# Finding a Lawyer in Hurghada



## airport99 (Jul 6, 2013)

Can anybody tell me if they have had any dealings with the legal firm, Nasser Baroudy? If anybody also knows of any other lawyers they can recommend I would be truly grateful to know.
Thanks. Aero99


----------



## airport99 (Jul 6, 2013)

Sorry, I forgot to mention that it is in Hurghada that I am looking for a Lawyer.


----------



## Gounie (Jan 27, 2011)

There are some negative posts about him on a Web World Property forum for Hurghada. He is also mentioned on another law firm's website who a lot of people are using but my friend had very bad experience with this firm.

Look for a lawyer that has been successful in a case. Many will take your money but never actually deliver anything. So if you receive a recommendation from someone make sure they got their apartment or money returned from this work.


----------



## MALCOLMINTHEMIDDLE27 (May 24, 2012)

Hello Airport99, from my side I can recommend you GIC Legal, they are dealing with my case and they are very efficient. The firm is based in Hurghada and managed by a french lawyer and 3 or 4 egyptian lawyers.

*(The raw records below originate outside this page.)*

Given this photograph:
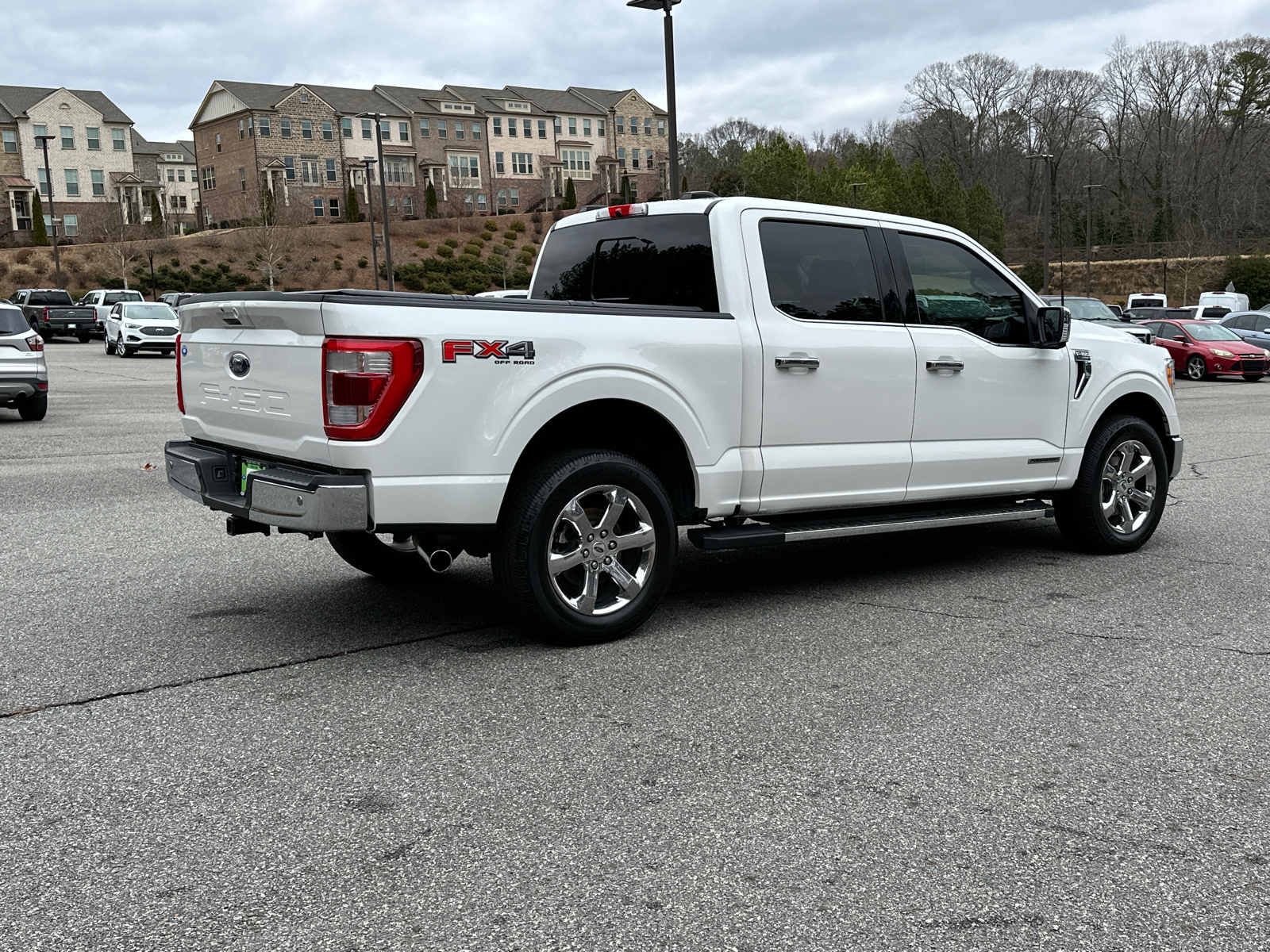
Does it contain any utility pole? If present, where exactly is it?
[36,136,65,287]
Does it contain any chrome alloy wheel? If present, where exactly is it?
[548,486,656,616]
[1099,440,1156,536]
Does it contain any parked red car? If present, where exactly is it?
[1135,320,1270,381]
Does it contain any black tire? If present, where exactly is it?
[1054,416,1168,555]
[491,449,679,645]
[17,393,48,420]
[326,532,437,582]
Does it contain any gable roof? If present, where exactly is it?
[0,86,132,125]
[569,86,667,116]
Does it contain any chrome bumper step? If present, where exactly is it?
[688,499,1054,550]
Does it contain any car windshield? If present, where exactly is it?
[0,307,30,334]
[1186,324,1241,340]
[123,302,176,321]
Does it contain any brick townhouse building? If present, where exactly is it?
[190,80,667,224]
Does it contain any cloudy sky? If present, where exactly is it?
[10,0,1270,141]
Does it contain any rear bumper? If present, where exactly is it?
[164,440,371,532]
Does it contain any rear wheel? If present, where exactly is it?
[326,532,437,582]
[491,449,678,645]
[17,393,48,420]
[1054,416,1168,555]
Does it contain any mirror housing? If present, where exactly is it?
[1027,306,1072,349]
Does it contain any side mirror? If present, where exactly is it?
[1027,307,1072,347]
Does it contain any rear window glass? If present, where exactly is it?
[529,214,719,313]
[0,307,30,334]
[27,290,75,307]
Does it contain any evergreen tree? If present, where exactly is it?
[931,159,969,231]
[30,190,48,245]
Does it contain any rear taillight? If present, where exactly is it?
[321,338,423,440]
[176,334,186,414]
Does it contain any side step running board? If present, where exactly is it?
[688,500,1054,548]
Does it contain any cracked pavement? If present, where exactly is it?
[0,341,1270,952]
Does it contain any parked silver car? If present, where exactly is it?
[0,303,48,420]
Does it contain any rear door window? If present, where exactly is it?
[529,214,719,313]
[758,221,883,321]
[899,233,1027,345]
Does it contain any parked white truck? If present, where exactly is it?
[167,198,1183,643]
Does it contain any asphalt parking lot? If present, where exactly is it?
[0,340,1270,952]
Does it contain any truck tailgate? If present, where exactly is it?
[178,301,330,463]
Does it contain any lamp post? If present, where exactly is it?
[626,0,679,198]
[1083,186,1106,297]
[32,136,62,287]
[1024,152,1054,294]
[362,159,379,290]
[357,113,395,290]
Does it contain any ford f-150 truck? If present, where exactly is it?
[167,198,1183,643]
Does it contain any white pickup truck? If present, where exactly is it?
[167,198,1183,643]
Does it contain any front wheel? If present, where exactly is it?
[1054,416,1168,555]
[491,449,678,645]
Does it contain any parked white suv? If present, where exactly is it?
[0,302,48,420]
[106,301,180,357]
[167,198,1183,643]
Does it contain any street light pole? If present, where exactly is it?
[1084,186,1106,297]
[1024,154,1054,294]
[357,113,396,290]
[36,136,62,287]
[626,0,681,199]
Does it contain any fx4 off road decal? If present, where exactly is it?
[441,340,533,363]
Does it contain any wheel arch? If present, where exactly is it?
[508,398,703,524]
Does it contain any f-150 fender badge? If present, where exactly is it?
[441,340,535,364]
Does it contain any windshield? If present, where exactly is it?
[123,303,176,321]
[27,290,75,307]
[1186,324,1242,340]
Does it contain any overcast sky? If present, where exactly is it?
[10,0,1270,141]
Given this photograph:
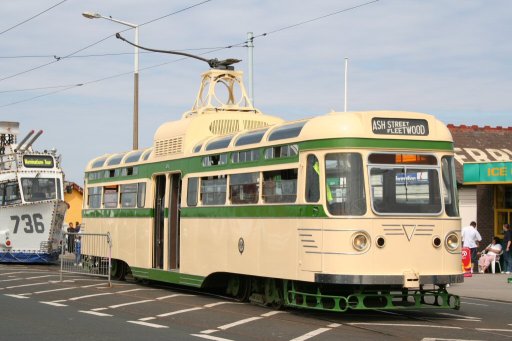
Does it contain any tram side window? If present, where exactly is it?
[187,178,199,207]
[229,172,259,204]
[87,187,101,208]
[263,169,297,203]
[103,186,119,208]
[120,184,138,208]
[137,182,146,208]
[306,155,320,202]
[441,156,459,217]
[21,178,57,202]
[325,153,366,215]
[201,176,226,206]
[0,181,21,206]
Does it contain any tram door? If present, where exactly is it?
[153,175,165,269]
[168,174,181,270]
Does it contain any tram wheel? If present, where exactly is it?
[228,275,251,302]
[110,259,127,281]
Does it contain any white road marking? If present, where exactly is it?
[347,322,462,329]
[5,282,50,289]
[156,294,195,300]
[67,292,114,301]
[217,316,263,330]
[78,310,113,317]
[39,301,67,307]
[156,307,203,317]
[127,321,169,328]
[4,294,28,298]
[108,300,154,309]
[290,328,331,341]
[475,328,512,333]
[190,334,233,341]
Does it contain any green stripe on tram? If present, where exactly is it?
[82,204,327,218]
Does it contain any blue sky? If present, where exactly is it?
[0,0,512,184]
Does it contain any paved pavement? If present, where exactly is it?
[448,273,512,303]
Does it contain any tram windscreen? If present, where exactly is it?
[21,178,60,202]
[370,165,442,214]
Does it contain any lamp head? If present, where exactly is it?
[82,12,101,19]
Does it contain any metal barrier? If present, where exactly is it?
[60,232,112,286]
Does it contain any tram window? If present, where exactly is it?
[201,176,226,206]
[265,144,299,160]
[441,156,459,217]
[205,135,233,150]
[87,187,101,208]
[120,184,138,208]
[368,153,437,165]
[103,186,118,208]
[235,129,268,146]
[193,143,203,153]
[306,155,320,202]
[21,178,57,202]
[124,150,144,163]
[137,182,146,208]
[268,121,307,141]
[187,178,199,206]
[202,154,228,167]
[229,172,260,204]
[325,153,366,216]
[370,166,442,214]
[263,169,297,203]
[231,149,260,163]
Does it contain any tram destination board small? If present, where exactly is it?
[23,155,54,168]
[372,117,428,136]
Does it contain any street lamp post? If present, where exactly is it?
[82,12,139,150]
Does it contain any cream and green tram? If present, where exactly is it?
[83,70,463,311]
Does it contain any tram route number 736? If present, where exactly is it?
[11,213,44,233]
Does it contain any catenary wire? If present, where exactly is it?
[0,0,68,35]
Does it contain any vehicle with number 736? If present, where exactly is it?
[0,122,67,263]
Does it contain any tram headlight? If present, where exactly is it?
[352,231,370,251]
[445,232,460,251]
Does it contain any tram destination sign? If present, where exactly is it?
[372,117,428,136]
[23,155,54,168]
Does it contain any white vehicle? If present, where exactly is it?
[0,122,67,263]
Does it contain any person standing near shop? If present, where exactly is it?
[462,221,482,273]
[503,224,512,274]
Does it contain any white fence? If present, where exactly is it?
[60,232,112,286]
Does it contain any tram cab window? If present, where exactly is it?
[21,178,57,202]
[441,156,459,217]
[103,186,119,208]
[229,172,260,204]
[201,176,226,206]
[87,187,101,208]
[306,155,320,202]
[325,153,366,216]
[0,181,21,206]
[263,169,297,203]
[369,154,442,214]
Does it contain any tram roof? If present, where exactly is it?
[86,111,453,171]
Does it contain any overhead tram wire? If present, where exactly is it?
[0,0,379,108]
[0,0,213,82]
[0,0,68,35]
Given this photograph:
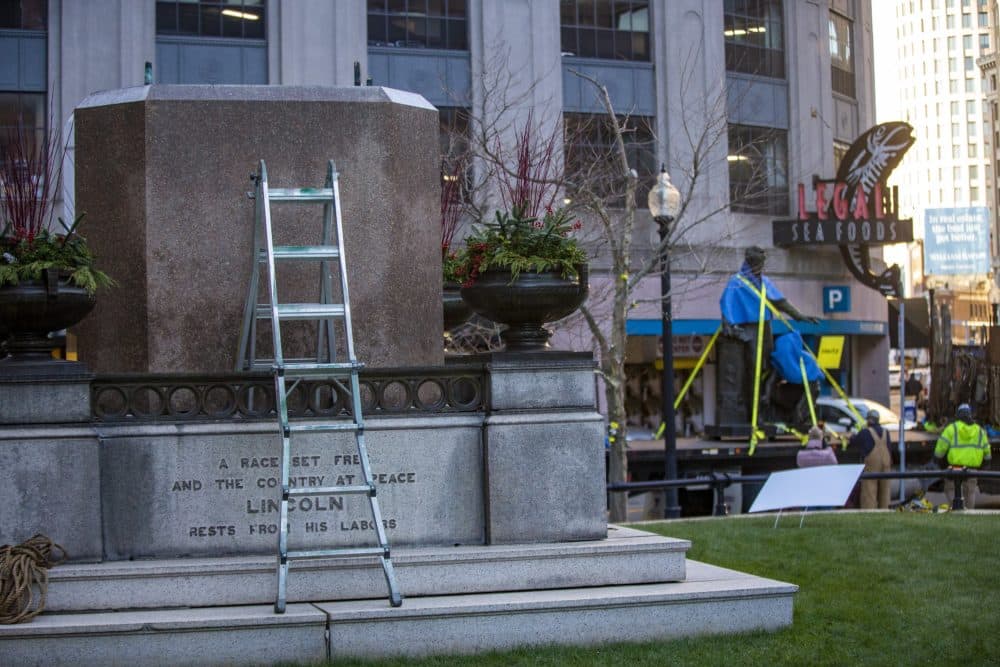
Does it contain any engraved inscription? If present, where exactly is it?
[174,453,419,541]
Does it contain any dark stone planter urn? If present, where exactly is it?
[441,283,472,331]
[462,265,590,351]
[0,271,96,377]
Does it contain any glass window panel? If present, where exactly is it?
[559,26,577,56]
[559,0,576,26]
[243,6,265,39]
[199,5,221,37]
[406,16,427,47]
[222,14,245,37]
[156,2,177,34]
[427,18,448,49]
[177,3,199,35]
[388,15,406,46]
[594,0,616,27]
[448,19,469,51]
[368,14,389,45]
[577,30,597,58]
[594,30,615,59]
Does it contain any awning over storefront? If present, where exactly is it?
[625,318,888,336]
[888,297,931,348]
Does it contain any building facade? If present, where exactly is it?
[0,0,892,420]
[893,0,998,346]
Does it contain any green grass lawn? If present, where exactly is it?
[308,512,1000,667]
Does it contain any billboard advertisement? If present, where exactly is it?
[924,206,990,276]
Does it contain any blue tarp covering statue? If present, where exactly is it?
[771,331,823,384]
[717,246,823,430]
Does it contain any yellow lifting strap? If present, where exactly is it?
[672,326,722,414]
[740,276,768,456]
[740,275,865,436]
[799,358,816,426]
[739,275,865,454]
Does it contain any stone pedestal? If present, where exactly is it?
[484,352,607,544]
[75,85,443,373]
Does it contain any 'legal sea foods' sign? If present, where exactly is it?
[771,121,915,296]
[924,206,990,276]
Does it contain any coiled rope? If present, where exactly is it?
[0,533,66,625]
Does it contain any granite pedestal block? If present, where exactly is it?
[75,85,443,373]
[484,352,607,544]
[101,417,485,560]
[0,426,101,561]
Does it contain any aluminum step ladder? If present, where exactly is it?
[237,160,403,614]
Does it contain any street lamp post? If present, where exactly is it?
[647,165,681,519]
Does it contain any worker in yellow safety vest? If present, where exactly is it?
[934,403,992,509]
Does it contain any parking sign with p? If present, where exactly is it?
[823,285,851,313]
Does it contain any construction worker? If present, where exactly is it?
[934,403,992,509]
[847,410,892,510]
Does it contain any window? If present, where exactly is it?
[438,107,472,205]
[833,141,851,173]
[563,113,659,208]
[830,12,855,97]
[727,125,788,215]
[368,0,469,51]
[0,0,49,30]
[156,0,267,39]
[722,0,785,79]
[559,0,650,61]
[0,93,45,168]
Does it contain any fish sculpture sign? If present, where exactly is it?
[771,122,914,296]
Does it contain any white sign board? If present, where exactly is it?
[750,464,865,512]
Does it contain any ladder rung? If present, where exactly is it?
[267,188,333,203]
[288,422,358,433]
[257,303,345,320]
[288,484,374,496]
[285,361,365,378]
[268,245,340,262]
[288,547,389,560]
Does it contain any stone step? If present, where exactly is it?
[46,526,690,611]
[0,561,797,667]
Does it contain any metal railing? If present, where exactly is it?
[607,468,1000,516]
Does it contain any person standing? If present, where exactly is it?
[848,410,892,510]
[934,403,992,509]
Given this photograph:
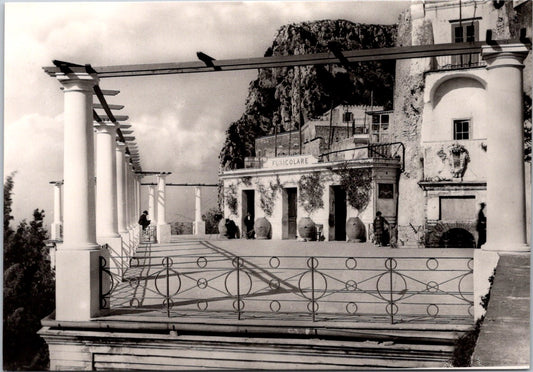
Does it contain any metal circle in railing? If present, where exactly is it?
[196,300,209,311]
[426,280,439,292]
[196,278,207,289]
[130,257,140,267]
[161,257,174,267]
[307,257,318,269]
[233,300,244,311]
[154,269,181,297]
[344,257,357,270]
[426,257,439,270]
[270,300,281,313]
[346,302,358,314]
[268,278,280,290]
[344,280,357,291]
[231,257,244,268]
[128,278,141,289]
[298,270,328,300]
[224,269,252,296]
[163,297,174,310]
[268,256,280,269]
[307,301,320,313]
[196,256,207,269]
[426,304,439,318]
[385,303,398,315]
[385,258,398,270]
[376,272,407,301]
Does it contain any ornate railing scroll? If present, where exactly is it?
[97,251,473,324]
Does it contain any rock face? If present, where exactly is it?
[219,20,396,169]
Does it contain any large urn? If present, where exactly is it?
[254,217,272,239]
[346,217,366,243]
[218,218,229,239]
[298,217,316,241]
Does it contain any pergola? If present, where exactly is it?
[44,35,529,321]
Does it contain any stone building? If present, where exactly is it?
[220,105,403,241]
[221,0,531,248]
[391,1,531,247]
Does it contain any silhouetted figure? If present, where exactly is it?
[244,213,254,239]
[139,211,150,231]
[374,211,389,247]
[476,203,487,248]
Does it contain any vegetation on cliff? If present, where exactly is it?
[219,20,396,169]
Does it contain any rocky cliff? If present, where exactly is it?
[219,20,396,169]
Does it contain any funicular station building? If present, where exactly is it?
[40,1,531,370]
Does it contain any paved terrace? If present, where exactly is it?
[93,236,473,339]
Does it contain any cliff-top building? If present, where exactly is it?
[220,1,531,247]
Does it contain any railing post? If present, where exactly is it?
[98,256,105,309]
[237,256,241,320]
[388,257,394,324]
[165,257,170,318]
[311,257,316,322]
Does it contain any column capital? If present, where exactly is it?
[56,72,99,92]
[93,120,117,134]
[481,44,531,70]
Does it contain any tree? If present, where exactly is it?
[3,175,55,370]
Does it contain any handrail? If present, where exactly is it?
[318,142,405,172]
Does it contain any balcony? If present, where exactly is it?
[430,53,487,71]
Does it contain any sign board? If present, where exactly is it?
[263,155,318,169]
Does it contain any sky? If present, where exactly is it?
[3,1,409,230]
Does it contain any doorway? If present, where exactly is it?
[329,186,346,241]
[282,187,298,239]
[241,190,255,234]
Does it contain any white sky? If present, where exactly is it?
[4,1,409,228]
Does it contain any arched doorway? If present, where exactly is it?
[439,228,476,248]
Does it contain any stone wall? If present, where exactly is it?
[390,9,433,248]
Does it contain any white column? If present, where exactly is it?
[116,142,128,234]
[148,185,157,226]
[94,122,120,238]
[193,186,205,236]
[157,173,170,243]
[55,73,100,321]
[482,44,529,251]
[50,181,63,240]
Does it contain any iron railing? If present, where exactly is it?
[319,142,405,171]
[100,246,473,324]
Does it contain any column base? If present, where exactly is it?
[192,221,205,236]
[481,242,531,253]
[50,222,63,240]
[56,249,101,321]
[157,224,170,244]
[96,236,125,276]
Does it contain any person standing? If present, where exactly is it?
[244,213,254,239]
[476,203,487,248]
[374,211,389,247]
[139,211,150,231]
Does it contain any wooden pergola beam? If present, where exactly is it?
[93,103,124,110]
[43,39,523,78]
[140,183,219,187]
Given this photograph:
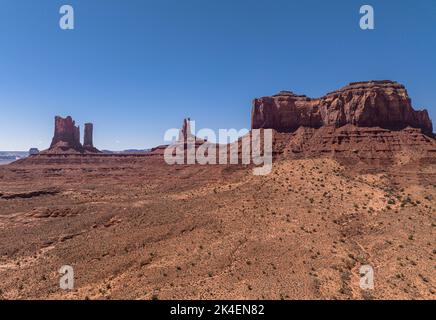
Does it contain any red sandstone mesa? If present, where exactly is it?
[251,81,433,135]
[50,116,83,151]
[49,116,100,153]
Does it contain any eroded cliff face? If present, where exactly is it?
[251,81,433,135]
[47,116,100,153]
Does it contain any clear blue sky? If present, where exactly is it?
[0,0,436,150]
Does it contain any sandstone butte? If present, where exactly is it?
[251,80,433,135]
[46,116,100,153]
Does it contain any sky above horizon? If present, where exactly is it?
[0,0,436,151]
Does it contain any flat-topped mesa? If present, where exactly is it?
[177,118,205,145]
[50,116,83,152]
[83,123,101,153]
[251,80,433,135]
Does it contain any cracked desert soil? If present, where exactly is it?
[0,157,436,299]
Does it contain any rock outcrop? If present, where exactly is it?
[251,81,433,135]
[83,123,100,153]
[47,116,100,153]
[50,116,83,152]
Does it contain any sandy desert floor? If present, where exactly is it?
[0,157,436,299]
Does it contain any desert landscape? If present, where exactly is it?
[0,81,436,300]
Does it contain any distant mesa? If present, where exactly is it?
[251,80,433,135]
[47,116,100,153]
[29,148,39,156]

the e-mail of my lawyer is [email protected]

Hope this can help


----------



## Helen Ellis (Aug 9, 2008)

Several friends use Tarek Fathalla, including at least one who manages a reputable international property company. His web page and number can be Googled. Add another 0 after the 010 on his mobile phone number listed. (it should read 0100.....etc). He speaks excellent English.


----------